Being pro-business is easy as a slogan. Every government says it. But there is a difference between rhetoric and understanding what it actually takes for someone to hire people, invest capital, expand operations or start something from nothing. Those decisions are shaped by confidence, incentives, stability and execution - not just speeches.
Like many people in business, I have always tried to take a pragmatic rather than tribal view of politics. I have voted for all the major parties during my lifetime - Conservative, Liberal Democrat and Labour. I suppose I am what people would now call a politically homeless centrist. I voted for this Labour government two years ago because I believed there was an opportunity to balance economic growth and business confidence with tackling some of the deeper challenges facing society.
A successful country cannot just focus on markets and ignore social outcomes, but equally it cannot improve living standards or public services without creating the conditions for businesses to invest, grow and create jobs.
What I have seen since, unfortunately, has felt very different from that vision. Rather than building confidence, many of the signals and policies have felt actively unhelpful to businesses and entrepreneurs. At a time when confidence and investment should be encouraged, too often the environment has felt more difficult, more uncertain and less supportive of the people taking risks and building companies.
That is one of the reasons Prosper UK appealed to me.

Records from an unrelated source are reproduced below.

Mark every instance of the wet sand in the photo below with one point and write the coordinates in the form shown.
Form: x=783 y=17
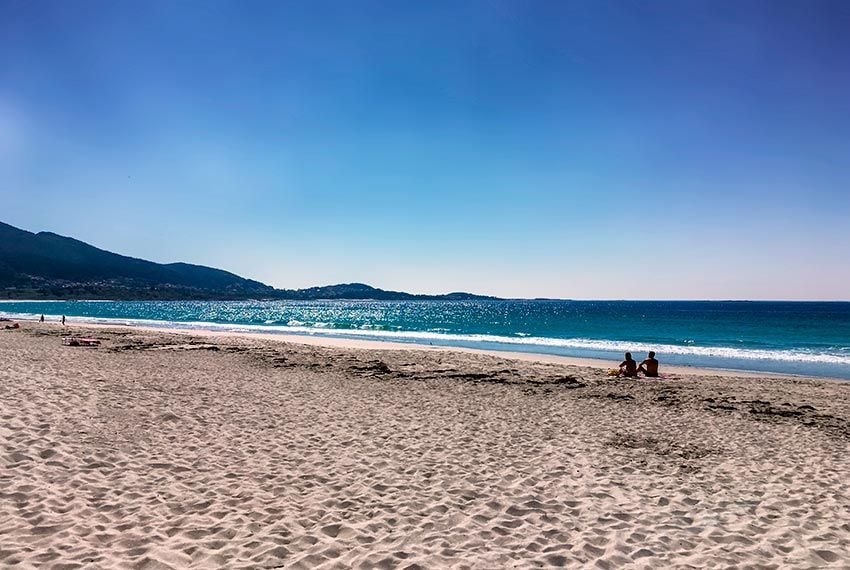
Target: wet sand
x=161 y=449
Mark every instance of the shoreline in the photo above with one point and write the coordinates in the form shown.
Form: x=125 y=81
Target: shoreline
x=370 y=344
x=177 y=449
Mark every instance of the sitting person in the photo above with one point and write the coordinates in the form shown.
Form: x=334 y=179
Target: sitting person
x=628 y=367
x=649 y=367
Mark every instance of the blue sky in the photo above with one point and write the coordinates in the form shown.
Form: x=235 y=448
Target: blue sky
x=563 y=149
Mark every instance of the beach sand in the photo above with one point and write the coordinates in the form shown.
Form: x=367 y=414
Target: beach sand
x=173 y=450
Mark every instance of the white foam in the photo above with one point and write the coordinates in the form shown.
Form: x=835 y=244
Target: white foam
x=324 y=329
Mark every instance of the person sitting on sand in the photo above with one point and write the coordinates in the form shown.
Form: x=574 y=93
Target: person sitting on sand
x=649 y=367
x=628 y=367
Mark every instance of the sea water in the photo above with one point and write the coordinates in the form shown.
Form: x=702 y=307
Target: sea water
x=806 y=338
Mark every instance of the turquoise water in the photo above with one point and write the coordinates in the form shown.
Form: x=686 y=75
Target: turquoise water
x=796 y=338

What encouraged me was that it felt less focused on political theatre and more focused on practical action. There are people involved who genuinely understand business because they have actually built businesses themselves.
Prosper UK also recognises that sustainable growth is essential if we want to create opportunity, strengthen communities and improve living standards, which is why that practical focus matters so much.
But I also think we need to better communicate what we mean by growth. It is easy for the word to become abstract or meaningless. But growth, properly understood, means new companies being formed. It means investment. It means jobs. It means innovation. It means people having more opportunities and communities becoming more prosperous.
When businesses succeed, the country succeeds.
That is ultimately why I joined the Council. I want the next generation of entrepreneurs to feel the same optimism and possibility that existed when I started out. I want the UK to remain a place where ambitious people can build things, create jobs and take risks with confidence.
Prosper UK has an opportunity to help shape that conversation in a serious and credible way, and I am excited to be part of that journey.